Pero esta vez me quede esperando, que intentara disparar y nada sucedió. Al parecer, ninguno de los dos somos los que solíamos ser. Puede que seamos simplemente dos personas intentando recordar lo que se sentía tener un corazón. Y todo ese tiempo en que me pregunté por qué, por qué me dejaba arder, por qué me condenaba a querer a un fantasma, por qué no le importaba, por qué encontraba siempre valentía para hacerme pasar por tonta, para quitarme la fe que sentía adentro mío cuando se trataba de él, todas las preguntas quedaron obsoletas...
Y no se de que me sirve hacer que admita que me lastimó, cuando él sabe que lo hizo. No me llena ni me complace escucharlo decir que tengo razón, porque se que mis cicatrices fueron el precio que tuve que pagar. Es que ya no importa cómo cuando o donde, ahora simplemente siento paz interna, como si nada pudiese afectar mis estados emocionales más que lo que yo misma genero o permito.
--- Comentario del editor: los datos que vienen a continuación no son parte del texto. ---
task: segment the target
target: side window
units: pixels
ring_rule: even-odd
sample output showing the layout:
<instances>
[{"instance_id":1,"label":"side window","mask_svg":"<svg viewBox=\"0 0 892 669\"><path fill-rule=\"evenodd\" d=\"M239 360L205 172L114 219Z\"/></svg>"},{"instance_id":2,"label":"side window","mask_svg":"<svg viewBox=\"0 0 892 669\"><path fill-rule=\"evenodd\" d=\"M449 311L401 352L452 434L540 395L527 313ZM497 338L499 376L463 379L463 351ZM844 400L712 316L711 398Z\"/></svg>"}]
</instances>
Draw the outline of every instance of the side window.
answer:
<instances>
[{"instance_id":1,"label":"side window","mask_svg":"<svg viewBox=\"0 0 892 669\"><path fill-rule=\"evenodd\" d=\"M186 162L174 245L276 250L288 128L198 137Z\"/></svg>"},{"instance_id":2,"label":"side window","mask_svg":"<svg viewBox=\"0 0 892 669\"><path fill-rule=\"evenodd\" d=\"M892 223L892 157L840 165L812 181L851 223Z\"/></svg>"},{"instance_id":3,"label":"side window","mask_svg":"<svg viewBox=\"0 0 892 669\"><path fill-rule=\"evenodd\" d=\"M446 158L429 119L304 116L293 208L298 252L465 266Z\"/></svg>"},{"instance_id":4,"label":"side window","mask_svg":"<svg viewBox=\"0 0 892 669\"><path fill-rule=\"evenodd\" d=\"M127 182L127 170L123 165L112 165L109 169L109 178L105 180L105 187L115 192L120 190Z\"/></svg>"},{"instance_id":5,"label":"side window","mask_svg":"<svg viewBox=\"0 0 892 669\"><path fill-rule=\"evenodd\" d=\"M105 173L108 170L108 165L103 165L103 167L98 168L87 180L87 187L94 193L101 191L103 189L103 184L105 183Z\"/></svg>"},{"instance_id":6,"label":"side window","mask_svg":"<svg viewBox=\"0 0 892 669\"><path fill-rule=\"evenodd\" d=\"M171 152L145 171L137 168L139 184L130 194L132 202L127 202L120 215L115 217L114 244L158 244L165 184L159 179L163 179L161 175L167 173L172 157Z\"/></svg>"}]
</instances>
Supongo que antes sentía todo demasiado, como si los sentimientos y sensaciones estuvieran todos potenciados y se maximizaran cuando todo se iba a la mierda. Supongo que antes lo quería más de lo que debía, y ahora que su nombre no esta tatuado en mi corazón, lo siento lejano, como si nunca hubiese deseado que me diese una oportunidad, como si nunca hubiese estado enamorada de ese chico que conocía hasta mi alma.